M.L: Quais são as suas influências, enquanto atriz?
B.G: As minhas influências
vêm de um teatro contemporâneo seguindo a linha de pesquisa como Peter Brook, Pina
Bausch, Ariane Mnouchkine, Eugenio Barba ou Bob Wilson. Gosto de um teatro que
se questiona, que busca uma linguagem mais universal, usando novas formas de
comunicação com o espaço. Onde o corpo e a musicalidade fazem parte da
dramaturgia, tem influência no conteúdo da mensagem como nas artes plásticas.
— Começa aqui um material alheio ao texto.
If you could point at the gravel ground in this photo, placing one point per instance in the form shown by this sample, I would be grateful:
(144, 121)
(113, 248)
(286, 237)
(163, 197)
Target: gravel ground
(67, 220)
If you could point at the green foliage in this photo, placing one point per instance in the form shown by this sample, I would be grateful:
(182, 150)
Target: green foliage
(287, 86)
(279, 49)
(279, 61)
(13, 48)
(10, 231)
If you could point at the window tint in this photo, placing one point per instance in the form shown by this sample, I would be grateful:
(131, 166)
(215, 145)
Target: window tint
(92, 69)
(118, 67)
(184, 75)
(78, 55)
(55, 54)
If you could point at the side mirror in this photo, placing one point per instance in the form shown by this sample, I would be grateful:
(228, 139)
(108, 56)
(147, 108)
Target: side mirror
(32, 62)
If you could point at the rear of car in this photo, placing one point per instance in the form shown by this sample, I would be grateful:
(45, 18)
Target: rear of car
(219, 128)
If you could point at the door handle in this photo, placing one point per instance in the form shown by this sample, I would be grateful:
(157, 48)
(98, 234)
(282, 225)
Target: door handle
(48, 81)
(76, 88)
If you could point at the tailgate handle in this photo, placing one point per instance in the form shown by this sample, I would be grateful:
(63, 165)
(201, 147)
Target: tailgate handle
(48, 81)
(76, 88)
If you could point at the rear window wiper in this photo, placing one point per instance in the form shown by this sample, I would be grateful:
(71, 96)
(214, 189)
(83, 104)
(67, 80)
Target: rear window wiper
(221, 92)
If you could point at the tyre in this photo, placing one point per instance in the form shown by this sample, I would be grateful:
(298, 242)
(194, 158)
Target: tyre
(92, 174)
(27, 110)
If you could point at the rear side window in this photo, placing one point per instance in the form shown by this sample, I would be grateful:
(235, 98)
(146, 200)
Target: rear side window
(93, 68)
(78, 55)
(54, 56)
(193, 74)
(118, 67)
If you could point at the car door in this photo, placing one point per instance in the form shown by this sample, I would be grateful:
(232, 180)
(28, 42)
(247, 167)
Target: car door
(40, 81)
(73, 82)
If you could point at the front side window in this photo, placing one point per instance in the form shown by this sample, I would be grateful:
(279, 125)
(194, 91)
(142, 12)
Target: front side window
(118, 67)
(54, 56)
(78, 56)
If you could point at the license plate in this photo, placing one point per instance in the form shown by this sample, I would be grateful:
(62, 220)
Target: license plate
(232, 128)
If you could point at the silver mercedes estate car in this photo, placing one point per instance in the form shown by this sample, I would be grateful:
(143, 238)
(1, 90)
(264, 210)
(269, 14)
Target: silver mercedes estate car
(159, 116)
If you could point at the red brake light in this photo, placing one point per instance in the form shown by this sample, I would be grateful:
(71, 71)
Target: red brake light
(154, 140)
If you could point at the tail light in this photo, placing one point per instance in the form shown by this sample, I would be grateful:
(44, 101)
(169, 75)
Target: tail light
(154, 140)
Busco uma arte que interage com diversas manifestações artísticas. Na minha
formação trabalhei com alguns diretores que desenvolveram as suas próprias
linguagens como António Abujamra, Gerald Thomas, Jorge Takla, Amir Haddad, Celina
Sodré e Enrique Díaz, entre outros.
M.L: Faz teatro, cinema e televisão. Qual destes
géneros que mais gosta de fazer?
B.G: Fui criada no teatro,
é a minha segunda casa e não consigo ficar muito tempo longe do palco, mas
gosto muito de fazer televisão e cinema. São linguagens diferentes e todas elas
têm a sua beleza e magia. Comecei muito cedo também na televisão o que dá uma
intimidade com o veículo e com o público. No cinema trabalhei menos do que
gostaria e aguardo sempre uma nova oportunidade para esta arte tão fascinante.
Podemos aprofundar temas e discussões relevantes para a sociedade, fazer
críticas, denúncias. O cinema não precisa de fazer concessões, é mais independente.
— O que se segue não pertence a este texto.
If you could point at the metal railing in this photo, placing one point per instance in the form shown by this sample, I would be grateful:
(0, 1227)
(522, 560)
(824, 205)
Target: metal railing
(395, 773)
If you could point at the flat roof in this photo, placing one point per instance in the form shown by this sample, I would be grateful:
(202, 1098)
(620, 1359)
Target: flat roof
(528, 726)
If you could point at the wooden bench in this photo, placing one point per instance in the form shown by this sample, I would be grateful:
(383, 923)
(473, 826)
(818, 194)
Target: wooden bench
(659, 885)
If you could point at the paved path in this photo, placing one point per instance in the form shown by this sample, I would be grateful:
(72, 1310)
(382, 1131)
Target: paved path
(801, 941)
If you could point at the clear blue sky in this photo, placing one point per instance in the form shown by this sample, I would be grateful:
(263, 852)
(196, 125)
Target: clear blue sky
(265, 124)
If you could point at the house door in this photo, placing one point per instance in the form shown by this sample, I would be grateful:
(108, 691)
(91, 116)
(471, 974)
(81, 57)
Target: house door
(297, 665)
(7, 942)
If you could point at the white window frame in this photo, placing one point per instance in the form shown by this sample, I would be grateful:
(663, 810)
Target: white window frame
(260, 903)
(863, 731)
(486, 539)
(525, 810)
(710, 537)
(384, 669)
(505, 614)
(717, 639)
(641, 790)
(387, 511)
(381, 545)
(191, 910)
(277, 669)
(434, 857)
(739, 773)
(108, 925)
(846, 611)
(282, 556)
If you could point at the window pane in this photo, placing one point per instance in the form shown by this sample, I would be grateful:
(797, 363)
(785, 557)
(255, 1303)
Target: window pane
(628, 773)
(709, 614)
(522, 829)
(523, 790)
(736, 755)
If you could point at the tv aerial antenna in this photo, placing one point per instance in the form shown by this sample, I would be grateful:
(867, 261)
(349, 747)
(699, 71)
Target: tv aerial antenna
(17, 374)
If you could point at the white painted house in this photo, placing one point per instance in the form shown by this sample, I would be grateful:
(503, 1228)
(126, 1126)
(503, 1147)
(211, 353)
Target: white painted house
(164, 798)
M.L: Qual foi o trabalho que mais a marcou, até agora,
durante o seu percurso como atriz?
B.G: O meu último espetáculo "Simplesmente Eu, Clarice Lispector" é,
sem dúvida, um divisor de águas na minha carreira. Nele apresento-me não só
como atriz mas também como criadora, assino a dramaturgia e direção deste
espetáculo e revelo-me em cena tanto quanto a personagem principal pois
apresento as minhas ideias e os meus valores, o meu olhar e a minha estética
que se misturam com o universo de Clarice Lispector. Talvez tenha sido ela que
me deu o empurrão criativo do auto-conhecimento e da linguagem autoral.
M.L:
Como vê, atualmente, o teatro e o audiovisual (Cinema e Televisão) no Brasil?
B.G: Passamos todos por uma renovação, o Mundo
precisa de reciclar-se de tempos em tempos.
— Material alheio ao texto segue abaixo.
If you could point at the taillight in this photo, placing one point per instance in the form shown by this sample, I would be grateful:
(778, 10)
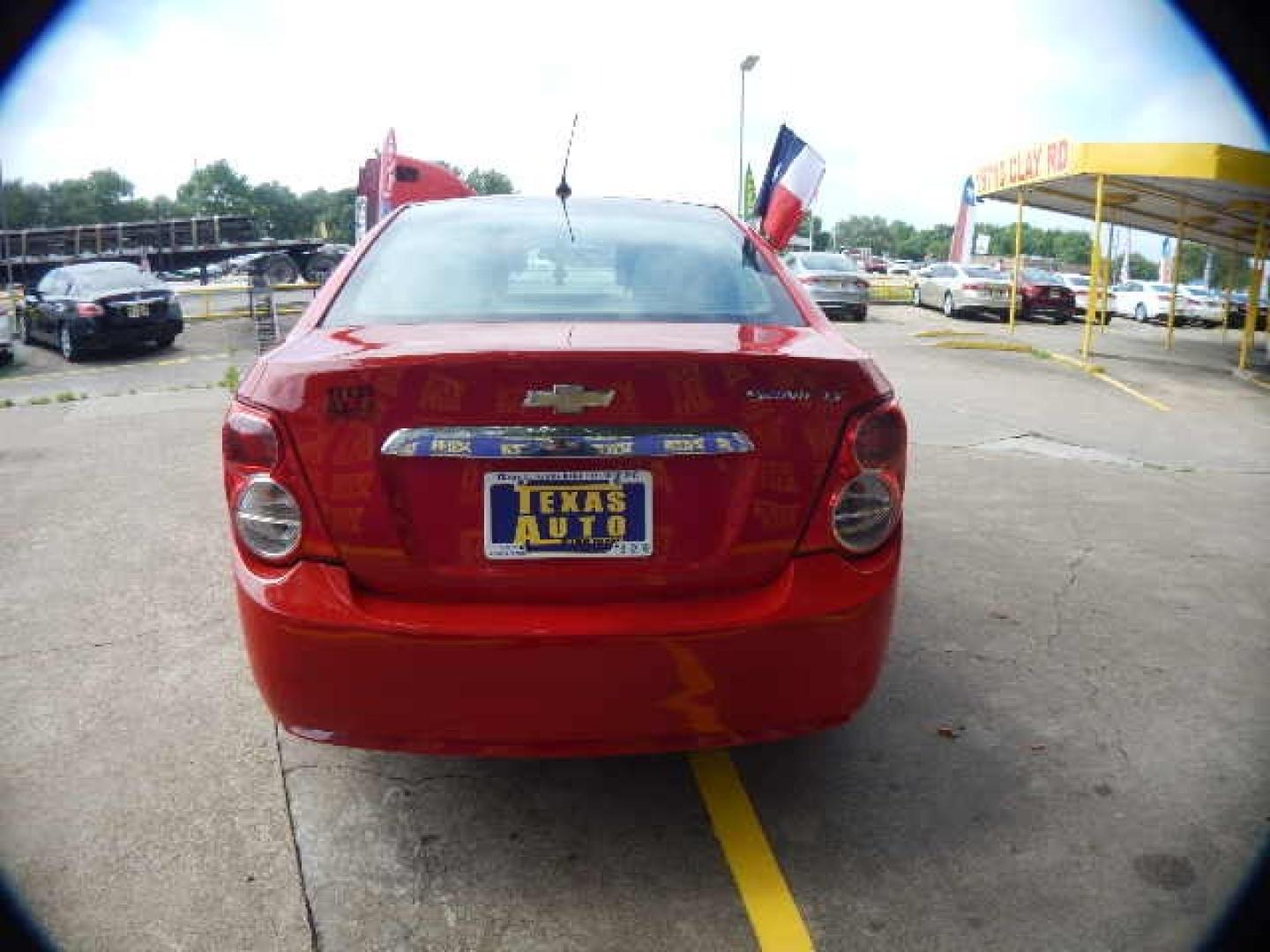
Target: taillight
(267, 518)
(272, 510)
(862, 502)
(249, 439)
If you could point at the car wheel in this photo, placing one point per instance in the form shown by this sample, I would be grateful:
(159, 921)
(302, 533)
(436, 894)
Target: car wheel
(319, 268)
(66, 344)
(280, 270)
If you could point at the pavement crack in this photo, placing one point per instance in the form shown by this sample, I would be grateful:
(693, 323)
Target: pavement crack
(36, 651)
(314, 938)
(1059, 597)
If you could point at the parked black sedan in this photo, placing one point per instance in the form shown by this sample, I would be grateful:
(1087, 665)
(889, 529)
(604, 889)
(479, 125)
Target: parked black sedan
(86, 308)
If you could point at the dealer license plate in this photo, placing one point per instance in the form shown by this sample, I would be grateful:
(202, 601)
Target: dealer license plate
(597, 514)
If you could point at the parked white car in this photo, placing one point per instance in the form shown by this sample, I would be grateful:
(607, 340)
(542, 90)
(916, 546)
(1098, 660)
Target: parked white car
(1148, 301)
(6, 309)
(1211, 303)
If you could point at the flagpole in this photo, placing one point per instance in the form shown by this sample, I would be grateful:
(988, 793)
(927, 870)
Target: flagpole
(746, 66)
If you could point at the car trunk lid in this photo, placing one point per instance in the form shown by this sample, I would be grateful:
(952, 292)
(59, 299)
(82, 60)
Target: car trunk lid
(729, 430)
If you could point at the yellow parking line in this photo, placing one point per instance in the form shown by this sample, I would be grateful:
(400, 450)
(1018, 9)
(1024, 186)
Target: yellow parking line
(770, 905)
(984, 346)
(1131, 391)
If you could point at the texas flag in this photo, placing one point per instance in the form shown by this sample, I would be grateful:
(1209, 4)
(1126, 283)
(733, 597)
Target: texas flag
(960, 249)
(793, 178)
(387, 173)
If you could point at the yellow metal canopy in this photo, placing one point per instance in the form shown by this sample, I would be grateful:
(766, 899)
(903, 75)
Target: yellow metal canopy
(1220, 193)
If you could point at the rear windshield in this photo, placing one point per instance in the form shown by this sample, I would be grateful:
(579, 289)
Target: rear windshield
(827, 263)
(116, 277)
(513, 259)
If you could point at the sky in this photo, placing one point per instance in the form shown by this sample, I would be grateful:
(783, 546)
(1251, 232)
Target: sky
(902, 100)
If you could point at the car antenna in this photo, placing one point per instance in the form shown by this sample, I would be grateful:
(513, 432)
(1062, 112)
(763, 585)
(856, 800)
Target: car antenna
(563, 190)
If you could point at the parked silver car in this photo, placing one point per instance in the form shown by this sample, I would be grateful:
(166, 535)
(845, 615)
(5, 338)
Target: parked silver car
(834, 282)
(963, 287)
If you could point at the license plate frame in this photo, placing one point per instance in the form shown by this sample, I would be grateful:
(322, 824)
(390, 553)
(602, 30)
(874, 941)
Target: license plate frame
(573, 496)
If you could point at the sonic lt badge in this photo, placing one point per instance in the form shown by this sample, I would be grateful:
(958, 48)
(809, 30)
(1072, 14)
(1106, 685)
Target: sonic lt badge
(568, 398)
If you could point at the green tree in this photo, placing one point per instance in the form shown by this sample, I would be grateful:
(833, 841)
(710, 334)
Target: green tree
(331, 213)
(489, 182)
(215, 190)
(280, 213)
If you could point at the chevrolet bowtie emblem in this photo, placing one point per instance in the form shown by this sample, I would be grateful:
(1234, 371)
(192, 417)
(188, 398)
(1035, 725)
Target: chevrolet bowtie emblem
(568, 398)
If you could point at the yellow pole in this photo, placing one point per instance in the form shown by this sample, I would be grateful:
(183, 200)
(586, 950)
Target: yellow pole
(1095, 271)
(1250, 320)
(1177, 267)
(1019, 248)
(1226, 314)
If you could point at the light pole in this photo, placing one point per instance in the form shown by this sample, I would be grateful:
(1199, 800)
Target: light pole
(746, 66)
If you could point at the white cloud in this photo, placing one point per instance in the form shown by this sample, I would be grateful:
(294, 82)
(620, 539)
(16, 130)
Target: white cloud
(900, 100)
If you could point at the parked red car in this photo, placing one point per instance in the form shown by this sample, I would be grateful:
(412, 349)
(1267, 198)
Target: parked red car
(1044, 294)
(533, 487)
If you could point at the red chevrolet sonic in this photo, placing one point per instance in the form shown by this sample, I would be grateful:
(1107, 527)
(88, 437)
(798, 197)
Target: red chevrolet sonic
(533, 479)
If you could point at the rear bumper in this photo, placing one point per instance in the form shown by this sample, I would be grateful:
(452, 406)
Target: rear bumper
(840, 299)
(798, 655)
(100, 338)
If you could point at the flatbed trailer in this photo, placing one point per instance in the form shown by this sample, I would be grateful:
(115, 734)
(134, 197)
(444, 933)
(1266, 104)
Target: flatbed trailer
(173, 244)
Vejo uma influência grande da Internet na maneira de
ver televisão, por exemplo, agora é tudo mais interativo, com a participação do
público nas decisões e definições de algumas personagens, na escolha de um
grupo de música, ou na formação do casal que mais agrada. A informação
atingindo a dramaturgia de uma forma mais decisiva e direta, isto tira do autor
a responsabilidade total da criação, ele fica um pouco à mercê da vontade do
público, a novela é um produto extremamente popular e depende da audiência. A
tendência é a massificação deste produto onde a maioria é quem decide o destino
da obra mas em compensação vejo o surgimento de novos autores e uma qualidade maior
de imagem o que torna a TV mais parecida com o cinema.
No teatro é diferente, os autores e diretores fazem um
vôo mais alto nas suas propostas criativas mas sofrem com a falta de público que
assola as casas de espetáculos pelo País. Os espetáculos de maior sucesso são
as comédias e os musicais salvo raras e meritórias exceções. Percebo
que o público pede uma nova maneira no fazer teatral, novas linguagens, novas
propostas para atrair um público diferenciado e carente. Os grupos que
desenvolvem a sua pesquisa já têm o seu público cativo o que comprova a minha
teoria. Precisamos de uma formação de plateia e o fomento do hábito cultural
mais intenso no nosso País. Tudo começa na educação.
No cinema estamos na fase das comédias depois do
sucesso dos filmes de ação que fizeram a imagem do Brasil lá fora. Agora com a
participação da Globo Filmes, um numero maior de público está descobrindo o
cinema nacional e o humor é um caminho que atrai a grande maioria e tem a
televisão como aliada neste caminho.
M.L:
Gostava de ter feito uma carreira internacional?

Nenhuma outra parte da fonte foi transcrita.